Multimodal LLM-Based Quality Assurance for Auto-Contouring: Utility As a Primary Screening Tool
Abstract
Purpose
Manual verification of AI-based auto-contouring is labor-intensive and prone to fatigue-related errors. This study evaluated the feasibility of automated visual quality assessment using a multimodal large language model (LLM), Gemini 2.5 Flash, to assess its utility as a clinical primary screening tool to streamline the quality assurance (QA) workflow.
Methods
Twenty male pelvic CT scans from an open dataset were utilized. Two distinct auto-contouring software packages (RatoGuide prototype and clinical syngo.via) were evaluated. auto-contouring results for each slice were exported as PDF images with overlaid contours and input into Gemini 2.5 Flash. The LLM was instructed to rate the contour quality on a 5-point clinical scale (5: Accept; 4: Minor revision; 3: Major revision; 2: Redraw from scratch; 1: Organ not detected).

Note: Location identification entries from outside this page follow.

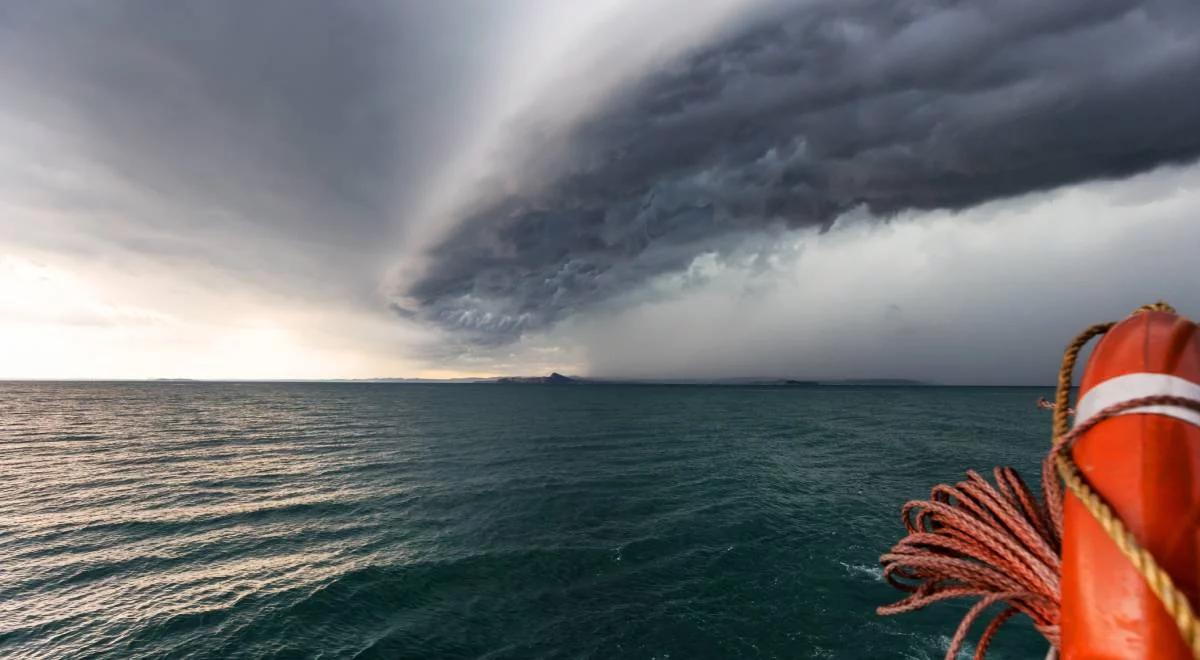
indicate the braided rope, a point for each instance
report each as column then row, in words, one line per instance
column 1157, row 579
column 1002, row 545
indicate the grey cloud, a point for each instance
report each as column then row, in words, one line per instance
column 816, row 111
column 265, row 131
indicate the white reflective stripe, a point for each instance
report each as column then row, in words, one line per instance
column 1137, row 385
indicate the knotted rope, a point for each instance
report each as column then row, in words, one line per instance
column 1000, row 544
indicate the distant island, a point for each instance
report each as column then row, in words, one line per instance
column 552, row 379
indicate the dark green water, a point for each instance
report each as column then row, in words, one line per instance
column 479, row 521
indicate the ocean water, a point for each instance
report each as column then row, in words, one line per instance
column 209, row 520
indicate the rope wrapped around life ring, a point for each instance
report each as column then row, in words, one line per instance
column 1002, row 545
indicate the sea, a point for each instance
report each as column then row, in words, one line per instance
column 484, row 521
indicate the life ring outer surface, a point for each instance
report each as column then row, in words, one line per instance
column 1147, row 468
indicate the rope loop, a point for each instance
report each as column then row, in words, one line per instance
column 1000, row 544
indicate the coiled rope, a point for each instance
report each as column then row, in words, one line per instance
column 1000, row 544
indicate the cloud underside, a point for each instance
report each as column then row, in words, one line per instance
column 814, row 112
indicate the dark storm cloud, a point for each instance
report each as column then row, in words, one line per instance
column 303, row 119
column 822, row 108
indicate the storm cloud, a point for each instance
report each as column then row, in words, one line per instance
column 813, row 111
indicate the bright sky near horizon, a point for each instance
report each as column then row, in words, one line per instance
column 618, row 189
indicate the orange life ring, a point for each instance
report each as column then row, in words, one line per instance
column 1146, row 466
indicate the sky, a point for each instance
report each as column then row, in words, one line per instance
column 703, row 189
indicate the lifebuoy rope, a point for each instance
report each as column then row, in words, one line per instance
column 1001, row 545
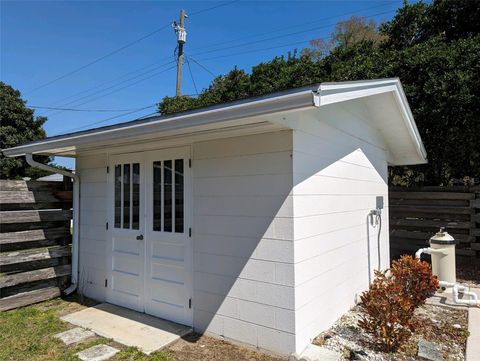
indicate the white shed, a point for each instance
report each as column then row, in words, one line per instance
column 248, row 220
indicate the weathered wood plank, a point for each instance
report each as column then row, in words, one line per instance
column 9, row 258
column 32, row 216
column 431, row 195
column 15, row 197
column 28, row 298
column 449, row 189
column 20, row 185
column 401, row 233
column 465, row 252
column 19, row 227
column 39, row 238
column 421, row 209
column 424, row 223
column 475, row 203
column 33, row 276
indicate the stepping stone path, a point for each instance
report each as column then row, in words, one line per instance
column 97, row 353
column 74, row 335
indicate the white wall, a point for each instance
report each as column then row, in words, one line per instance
column 339, row 167
column 243, row 240
column 93, row 216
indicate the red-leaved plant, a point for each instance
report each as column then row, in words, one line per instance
column 390, row 302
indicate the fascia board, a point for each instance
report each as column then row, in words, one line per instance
column 244, row 110
column 331, row 93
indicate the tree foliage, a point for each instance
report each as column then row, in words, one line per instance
column 433, row 48
column 347, row 33
column 18, row 125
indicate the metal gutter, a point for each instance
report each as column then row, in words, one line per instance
column 273, row 103
column 330, row 93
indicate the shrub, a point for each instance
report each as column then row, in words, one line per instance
column 390, row 302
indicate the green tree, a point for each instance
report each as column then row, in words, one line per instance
column 346, row 34
column 18, row 125
column 433, row 48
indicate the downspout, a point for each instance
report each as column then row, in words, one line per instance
column 76, row 214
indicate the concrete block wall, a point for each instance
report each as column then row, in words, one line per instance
column 339, row 167
column 243, row 240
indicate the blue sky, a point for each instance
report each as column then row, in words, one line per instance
column 44, row 40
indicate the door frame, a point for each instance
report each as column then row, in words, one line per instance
column 124, row 158
column 144, row 157
column 184, row 152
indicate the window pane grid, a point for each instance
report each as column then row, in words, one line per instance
column 168, row 196
column 127, row 196
column 157, row 196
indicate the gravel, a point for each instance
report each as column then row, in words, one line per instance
column 445, row 327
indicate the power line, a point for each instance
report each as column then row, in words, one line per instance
column 80, row 110
column 191, row 75
column 113, row 52
column 111, row 118
column 214, row 7
column 282, row 36
column 59, row 102
column 98, row 59
column 200, row 65
column 289, row 27
column 211, row 51
column 116, row 90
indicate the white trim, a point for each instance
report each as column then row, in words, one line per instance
column 236, row 114
column 330, row 93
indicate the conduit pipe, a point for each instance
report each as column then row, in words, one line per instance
column 76, row 215
column 457, row 289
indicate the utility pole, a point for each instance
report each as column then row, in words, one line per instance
column 181, row 39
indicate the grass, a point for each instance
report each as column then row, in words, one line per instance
column 27, row 334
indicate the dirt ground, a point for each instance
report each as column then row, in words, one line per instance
column 199, row 347
column 27, row 334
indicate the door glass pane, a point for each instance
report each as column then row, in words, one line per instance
column 157, row 196
column 167, row 196
column 179, row 197
column 136, row 196
column 126, row 196
column 118, row 196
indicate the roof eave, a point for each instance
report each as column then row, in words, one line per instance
column 330, row 93
column 238, row 110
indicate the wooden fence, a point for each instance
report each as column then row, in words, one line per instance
column 416, row 214
column 35, row 241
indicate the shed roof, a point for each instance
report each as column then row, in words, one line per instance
column 245, row 113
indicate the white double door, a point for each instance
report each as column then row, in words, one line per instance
column 149, row 251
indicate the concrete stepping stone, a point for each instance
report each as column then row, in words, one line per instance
column 75, row 335
column 97, row 353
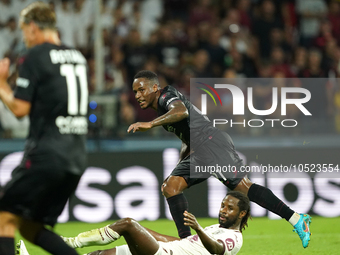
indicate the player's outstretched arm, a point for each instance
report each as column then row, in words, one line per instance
column 177, row 112
column 211, row 244
column 185, row 151
column 19, row 107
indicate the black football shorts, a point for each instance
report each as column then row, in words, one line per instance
column 38, row 195
column 216, row 157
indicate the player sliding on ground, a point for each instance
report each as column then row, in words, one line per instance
column 202, row 144
column 223, row 238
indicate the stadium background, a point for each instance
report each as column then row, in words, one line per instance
column 180, row 40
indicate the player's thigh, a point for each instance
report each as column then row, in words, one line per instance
column 108, row 252
column 8, row 224
column 139, row 240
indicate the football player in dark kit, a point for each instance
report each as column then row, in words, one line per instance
column 201, row 144
column 52, row 89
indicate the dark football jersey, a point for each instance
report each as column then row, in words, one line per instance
column 54, row 80
column 193, row 130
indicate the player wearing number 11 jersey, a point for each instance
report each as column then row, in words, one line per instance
column 52, row 88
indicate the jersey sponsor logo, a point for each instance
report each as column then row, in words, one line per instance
column 76, row 125
column 230, row 243
column 170, row 100
column 22, row 82
column 66, row 56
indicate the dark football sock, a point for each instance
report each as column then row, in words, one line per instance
column 7, row 246
column 266, row 198
column 53, row 243
column 178, row 204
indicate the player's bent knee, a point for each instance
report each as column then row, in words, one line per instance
column 128, row 224
column 8, row 224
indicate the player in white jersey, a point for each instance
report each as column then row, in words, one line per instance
column 223, row 238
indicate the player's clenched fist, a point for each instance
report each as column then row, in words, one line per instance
column 190, row 220
column 4, row 69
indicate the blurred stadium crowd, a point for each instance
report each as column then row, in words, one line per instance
column 183, row 39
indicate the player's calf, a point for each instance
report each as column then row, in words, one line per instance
column 100, row 236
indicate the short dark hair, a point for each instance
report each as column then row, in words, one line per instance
column 41, row 14
column 244, row 205
column 151, row 76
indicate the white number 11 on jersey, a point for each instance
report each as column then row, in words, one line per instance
column 71, row 72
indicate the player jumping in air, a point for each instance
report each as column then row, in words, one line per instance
column 223, row 238
column 52, row 89
column 202, row 143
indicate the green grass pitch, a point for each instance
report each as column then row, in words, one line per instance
column 263, row 237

Using evaluations by two board-certified radiation oncologists as ground truth, we calculated Spearman's rank correlation coefficients (ρ) and weighted kappa coefficients (κ). Additionally, scores ≤2 were defined as "Fail" and >2 as "Pass" to calculate sensitivity and specificity for each model to assess screening performance.
Results
Visual assessment by Gemini showed substantial agreement with expert judgment. For RatoGuide and syngo.via, the ρ values were 0.744 and 0.765, respectively, and the κ values were 0.669 and 0.746, respectively, indicating substantial agreement for both software. In terms of screening performance (defining "Fail" as the positive class), RatoGuide and syngo.via achieved sensitivities of 84.2% and 80.0%, and specificities of 93.6% and 95.4%, respectively. Although the LLM showed a tendency to overestimate quality, it exhibited high specificity in identifying clinically acceptable cases.
Conclusion
Gemini 2.5 Flash demonstrated substantial agreement with expert evaluations in image-based auto-contouring quality assessment. While potential overestimation bias (risk of missing "Fail" cases) warrants caution, the observed sensitivity suggests its feasibility as a primary screening QA tool to efficiently filter acceptable contours, thereby reducing the clinical workload.